MarkFzp / act-plus-plus

Imitation learning algorithms with Co-training for Mobile ALOHA: ACT, Diffusion Policy, VINN
https://mobile-aloha.github.io/
MIT License
2.86k stars 525 forks source link

about dert code problem(transformer part) #44

Open darewolf007 opened 3 months ago

darewolf007 commented 3 months ago

Hello, in your detr code, you use transformer get the output is [bs, hidden_dim, feature_dim], the code is

self.transformer(self.input_proj(src), mask, self.query_embed.weight, pos[-1])[0]

the transformer code is

hs = self.decoder(tgt, memory, memory_key_padding_mask=mask, pos=pos_embed, query_pos=query_embed)
hs = hs.transpose(1, 2)
return hs

Based on my understanding, in your code, you only choose the first decoder layer output as the feature to predict the action. However, i see the original detr code the transformer output is:

hs = self.decoder(tgt, memory, memory_key_padding_mask=mask, pos=pos_embed, query_pos=query_embed)
return hs.transpose(1, 2), memory.permute(1, 2, 0).view(bs, c, h, w)

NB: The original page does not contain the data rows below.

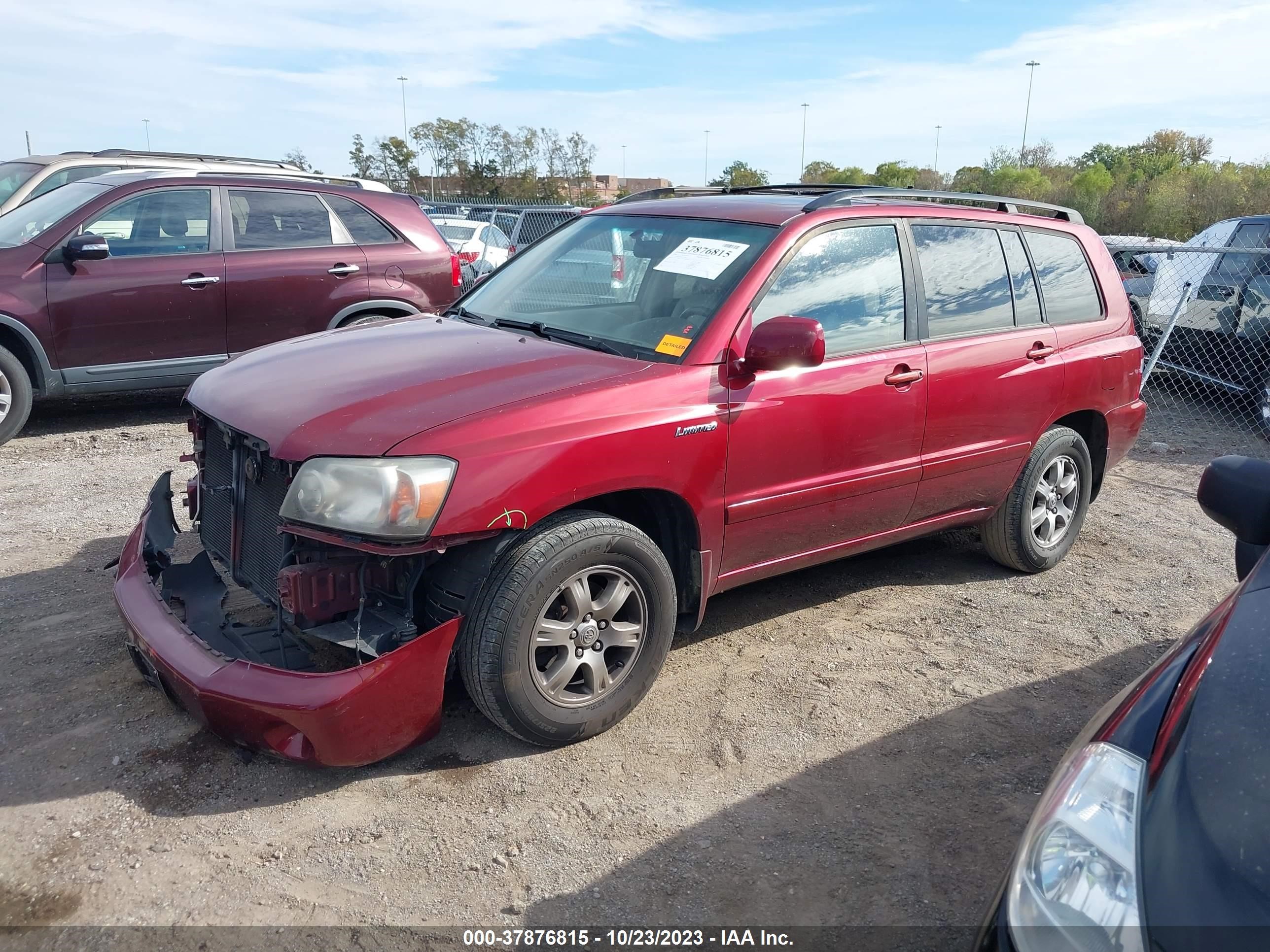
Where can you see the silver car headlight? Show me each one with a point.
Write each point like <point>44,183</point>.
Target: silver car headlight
<point>397,498</point>
<point>1076,883</point>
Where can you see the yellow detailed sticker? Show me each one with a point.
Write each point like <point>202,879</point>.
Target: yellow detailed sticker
<point>673,345</point>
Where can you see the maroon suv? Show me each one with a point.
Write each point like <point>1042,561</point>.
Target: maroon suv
<point>141,280</point>
<point>540,486</point>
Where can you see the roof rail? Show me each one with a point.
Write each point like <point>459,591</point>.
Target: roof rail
<point>793,188</point>
<point>1002,204</point>
<point>286,174</point>
<point>193,157</point>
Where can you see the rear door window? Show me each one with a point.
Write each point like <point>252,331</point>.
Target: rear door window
<point>1240,267</point>
<point>849,280</point>
<point>279,220</point>
<point>364,226</point>
<point>966,280</point>
<point>1066,282</point>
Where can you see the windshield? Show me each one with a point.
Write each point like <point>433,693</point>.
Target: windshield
<point>647,283</point>
<point>28,221</point>
<point>457,233</point>
<point>13,174</point>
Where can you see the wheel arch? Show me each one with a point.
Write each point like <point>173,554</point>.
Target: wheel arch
<point>669,519</point>
<point>19,340</point>
<point>1093,427</point>
<point>663,516</point>
<point>390,306</point>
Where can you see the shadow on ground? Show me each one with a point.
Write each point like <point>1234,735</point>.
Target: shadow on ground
<point>103,411</point>
<point>977,771</point>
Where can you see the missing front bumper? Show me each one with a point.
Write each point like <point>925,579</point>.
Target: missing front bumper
<point>340,719</point>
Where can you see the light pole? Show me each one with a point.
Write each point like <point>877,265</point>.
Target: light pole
<point>802,159</point>
<point>1032,71</point>
<point>406,127</point>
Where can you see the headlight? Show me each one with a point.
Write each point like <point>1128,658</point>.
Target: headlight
<point>1075,884</point>
<point>387,498</point>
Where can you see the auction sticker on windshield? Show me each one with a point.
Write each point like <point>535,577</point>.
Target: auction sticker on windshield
<point>702,258</point>
<point>673,345</point>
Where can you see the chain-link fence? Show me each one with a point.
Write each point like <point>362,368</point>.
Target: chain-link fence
<point>1203,312</point>
<point>486,234</point>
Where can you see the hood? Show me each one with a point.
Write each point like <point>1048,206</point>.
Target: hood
<point>360,391</point>
<point>1205,838</point>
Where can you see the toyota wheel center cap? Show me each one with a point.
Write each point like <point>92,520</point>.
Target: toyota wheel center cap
<point>587,634</point>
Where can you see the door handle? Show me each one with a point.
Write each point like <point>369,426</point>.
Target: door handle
<point>902,377</point>
<point>1039,352</point>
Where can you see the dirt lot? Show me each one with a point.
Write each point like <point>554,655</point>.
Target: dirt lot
<point>855,743</point>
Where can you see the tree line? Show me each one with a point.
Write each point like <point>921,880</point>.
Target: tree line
<point>1167,186</point>
<point>473,159</point>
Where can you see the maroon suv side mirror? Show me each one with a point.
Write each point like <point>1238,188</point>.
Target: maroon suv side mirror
<point>785,342</point>
<point>85,248</point>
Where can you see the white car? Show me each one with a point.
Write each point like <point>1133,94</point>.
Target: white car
<point>477,243</point>
<point>23,179</point>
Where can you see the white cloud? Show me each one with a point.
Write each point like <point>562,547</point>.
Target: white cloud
<point>247,78</point>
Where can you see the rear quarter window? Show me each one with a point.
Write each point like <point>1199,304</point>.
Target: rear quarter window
<point>1067,283</point>
<point>364,226</point>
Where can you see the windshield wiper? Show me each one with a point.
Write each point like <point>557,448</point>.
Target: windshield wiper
<point>569,337</point>
<point>464,314</point>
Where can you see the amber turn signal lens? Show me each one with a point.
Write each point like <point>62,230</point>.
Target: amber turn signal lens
<point>431,497</point>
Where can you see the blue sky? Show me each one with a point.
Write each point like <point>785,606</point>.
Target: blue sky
<point>259,79</point>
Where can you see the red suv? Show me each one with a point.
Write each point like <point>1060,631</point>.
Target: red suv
<point>541,486</point>
<point>141,280</point>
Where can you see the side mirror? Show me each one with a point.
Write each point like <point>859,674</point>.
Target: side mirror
<point>1235,493</point>
<point>85,248</point>
<point>780,343</point>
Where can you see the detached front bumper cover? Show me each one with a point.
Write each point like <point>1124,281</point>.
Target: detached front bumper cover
<point>338,719</point>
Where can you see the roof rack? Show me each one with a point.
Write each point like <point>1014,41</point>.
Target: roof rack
<point>793,188</point>
<point>672,192</point>
<point>1002,205</point>
<point>285,174</point>
<point>193,157</point>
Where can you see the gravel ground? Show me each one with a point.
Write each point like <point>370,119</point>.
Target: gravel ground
<point>856,743</point>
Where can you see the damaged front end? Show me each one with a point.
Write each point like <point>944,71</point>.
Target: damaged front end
<point>300,646</point>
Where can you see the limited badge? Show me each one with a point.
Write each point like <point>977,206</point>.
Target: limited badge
<point>673,345</point>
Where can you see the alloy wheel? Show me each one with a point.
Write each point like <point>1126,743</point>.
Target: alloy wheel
<point>588,636</point>
<point>1055,501</point>
<point>5,397</point>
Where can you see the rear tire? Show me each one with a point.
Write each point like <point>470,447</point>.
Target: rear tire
<point>539,672</point>
<point>1037,525</point>
<point>366,319</point>
<point>16,397</point>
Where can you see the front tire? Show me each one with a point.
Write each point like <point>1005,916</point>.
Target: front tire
<point>16,397</point>
<point>1037,525</point>
<point>570,629</point>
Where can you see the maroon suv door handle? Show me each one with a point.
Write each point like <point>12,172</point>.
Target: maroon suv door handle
<point>902,377</point>
<point>1039,352</point>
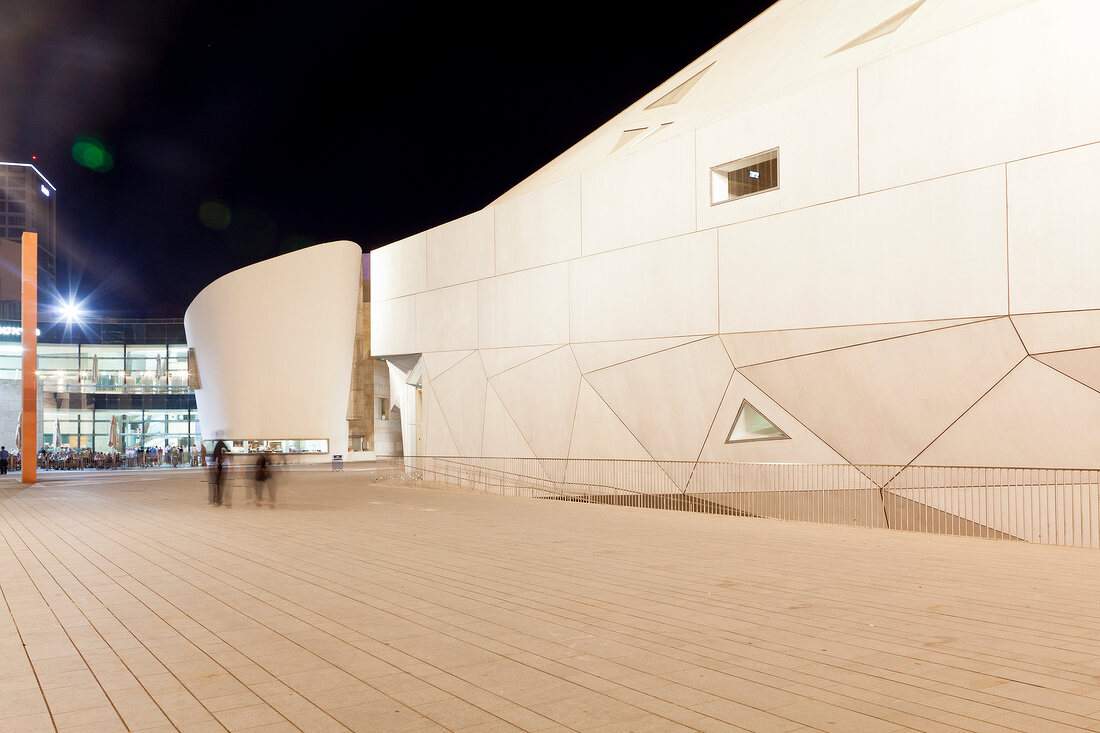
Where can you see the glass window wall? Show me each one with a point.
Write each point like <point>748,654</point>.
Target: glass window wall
<point>277,446</point>
<point>136,428</point>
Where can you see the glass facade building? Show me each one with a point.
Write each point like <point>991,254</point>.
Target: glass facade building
<point>86,381</point>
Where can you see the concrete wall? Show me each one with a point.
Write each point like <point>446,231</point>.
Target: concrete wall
<point>275,342</point>
<point>921,286</point>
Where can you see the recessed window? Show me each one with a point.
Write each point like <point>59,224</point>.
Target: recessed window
<point>751,425</point>
<point>628,137</point>
<point>681,90</point>
<point>886,28</point>
<point>745,177</point>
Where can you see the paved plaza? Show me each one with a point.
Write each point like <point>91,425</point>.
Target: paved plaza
<point>130,603</point>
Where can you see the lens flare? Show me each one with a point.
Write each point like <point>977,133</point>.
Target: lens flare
<point>92,154</point>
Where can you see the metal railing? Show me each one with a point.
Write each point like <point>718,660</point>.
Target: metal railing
<point>1046,505</point>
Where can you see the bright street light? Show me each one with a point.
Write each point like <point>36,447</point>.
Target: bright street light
<point>70,312</point>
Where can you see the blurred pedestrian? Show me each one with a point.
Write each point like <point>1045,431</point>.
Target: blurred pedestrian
<point>220,468</point>
<point>261,479</point>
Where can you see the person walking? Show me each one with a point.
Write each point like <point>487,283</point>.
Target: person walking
<point>220,467</point>
<point>261,479</point>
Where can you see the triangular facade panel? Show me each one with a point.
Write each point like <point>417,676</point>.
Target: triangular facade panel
<point>886,28</point>
<point>751,425</point>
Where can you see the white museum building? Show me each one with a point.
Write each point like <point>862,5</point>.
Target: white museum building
<point>856,232</point>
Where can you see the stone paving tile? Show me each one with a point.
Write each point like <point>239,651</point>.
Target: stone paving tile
<point>364,605</point>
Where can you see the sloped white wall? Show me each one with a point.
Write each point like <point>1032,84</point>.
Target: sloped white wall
<point>274,343</point>
<point>925,178</point>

The original detr code use the same feature processing code

hs = self.transformer(self.input_proj(src), mask, self.query_embed.weight, pos[-1])[0]
outputs_class = self.class_embed(hs)

I would like to ask why only the first-layer output is chosen as the feature. Would selecting the seventh layer be a better choice? Thank you!!!

ka2hyeon commented 3 months ago

I think the authors made a mistake when they cherry-pick the original DETR code.